Back in 1963, when Michael O’Kane ’67 was considering colleges, he was drawn to Lafayette for its beautiful grounds, its academics, and its location—close enough to hitchhike back to his Princeton, N.J., home (“we did that in those days”), but “too far for my parents to drop by all the time.”
He began on a pre-law track, but that fell through when he couldn’t keep up with the reading. Then he flirted with history (also book heavy) and English (“I hated poetry”) before settling on economics. It was such a good fit that after graduating, he immediately enrolled in Rutgers University’s MBA program, where he continued to learn about stock analysis and trading.
O’Kane’s expected career changed course, however, when he landed his first job at Prudential Insurance. Instead of diving into the stock market, he learned about private-placement bonds, which typically offer higher yields but at greater risk because they’re bought only by a select group of in-the-know investors. Since they’re not public, they don’t have to be registered with the Securities and Exchange Commission, and the offering companies may provide less-than-comprehensive information.
To survive in this market, investors have to know their stuff—not just how to find it (through everything from interviews with company management to tracking newspaper stories), but how to analyze the mountains of data so you’re not jumping off a cliff with a bad project.
After building his financial acumen for seven years at Prudential—and, he admits, his ego—O’Kane moved to Pittsburgh for what he thought was a golden opportunity.
“It was one of the biggest mistakes of my career,” he says. “I decided I could be a chief financial officer for a manufacturing company, and I knew very quickly it wasn’t working. I had been a creditor all my life, and now I was on the other side of the table.”

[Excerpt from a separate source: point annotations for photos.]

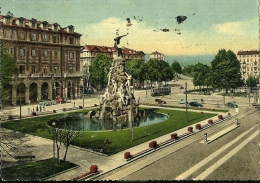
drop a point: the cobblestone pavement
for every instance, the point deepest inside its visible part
(43, 147)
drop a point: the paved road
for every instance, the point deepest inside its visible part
(234, 156)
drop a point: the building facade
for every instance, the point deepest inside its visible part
(89, 52)
(157, 56)
(47, 57)
(250, 63)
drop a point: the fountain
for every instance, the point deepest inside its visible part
(118, 102)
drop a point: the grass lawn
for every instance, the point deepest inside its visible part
(35, 170)
(120, 139)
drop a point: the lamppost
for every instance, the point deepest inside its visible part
(54, 132)
(85, 78)
(186, 102)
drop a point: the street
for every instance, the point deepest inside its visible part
(231, 157)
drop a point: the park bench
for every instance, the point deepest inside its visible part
(25, 157)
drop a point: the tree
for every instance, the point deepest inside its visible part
(226, 70)
(188, 70)
(8, 68)
(154, 70)
(99, 70)
(199, 72)
(137, 69)
(251, 82)
(176, 67)
(65, 135)
(167, 72)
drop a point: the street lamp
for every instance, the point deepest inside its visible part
(53, 130)
(85, 77)
(186, 102)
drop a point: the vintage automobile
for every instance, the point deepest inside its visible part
(182, 101)
(231, 105)
(195, 104)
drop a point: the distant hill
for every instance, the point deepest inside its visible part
(188, 60)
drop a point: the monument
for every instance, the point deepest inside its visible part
(118, 102)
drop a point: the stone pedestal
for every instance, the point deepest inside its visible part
(118, 102)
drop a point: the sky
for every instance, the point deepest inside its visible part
(210, 25)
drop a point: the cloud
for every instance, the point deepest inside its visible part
(236, 28)
(142, 37)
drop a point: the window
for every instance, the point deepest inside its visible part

He left after two years. So without any better opportunities, O’Kane decided to put his back into his next move—literally.
“I knew a guy who was looking to invest in a business,” he explains. “He was the husband of a real estate broker. He read an article in the Wall Street Journal about a Boston company called The Back Store that was doing very well. We discovered that 80% of population have bad backs at one time or another, and there aren’t really a lot of stores that sell furniture, car seats, neck pillows, exercise equipment, and other things like that for people with back trouble.”
Thus, My Aching Back was born.
“We even sold hypnosis tapes,” he says. “The problem was, people with bad backs didn’t want to buy things unless their doctor told them to do it, and also unless Medicaid paid for it. We knew we wouldn’t be able to franchise, so I left.”
His next move was back to New York to work for TIAA-CREF (Teachers Insurance and Annuity Association College Retirement Equities Fund), where he remained for 18 years, eventually retiring in 2004 at just under 59 years old. In his last position there, senior managing director of the Securities Division, he oversaw a portfolio with $120 billion in assets and managed 120 people. He loved the work and found that investors and employees were loyal.
“I used to think it was because of my personality,” he says, “but it was the money.”
A member of Lafayette’s Fleck Consistent Giving Society and the Marquis Society, O’Kane decided to establish a charitable gift annuity because it met a number of objectives. Established under his wife Rita’s name, it offers a reasonable rate of return, provides a stream of income for her (“She’ll live a lot longer than me because she has better DNA,” he says), and allowed an immediate tax deduction. In addition, since he donated appreciated stock, he reduced his capital gains tax.
Significantly, the CGA will also augment the recently established Michael ’67 and Rita O’Kane Annual Scholarship Fund, an unrestricted fund awarded annually to a deserving student chosen by the College. It’s support that certainly helps new Pards relax their backs.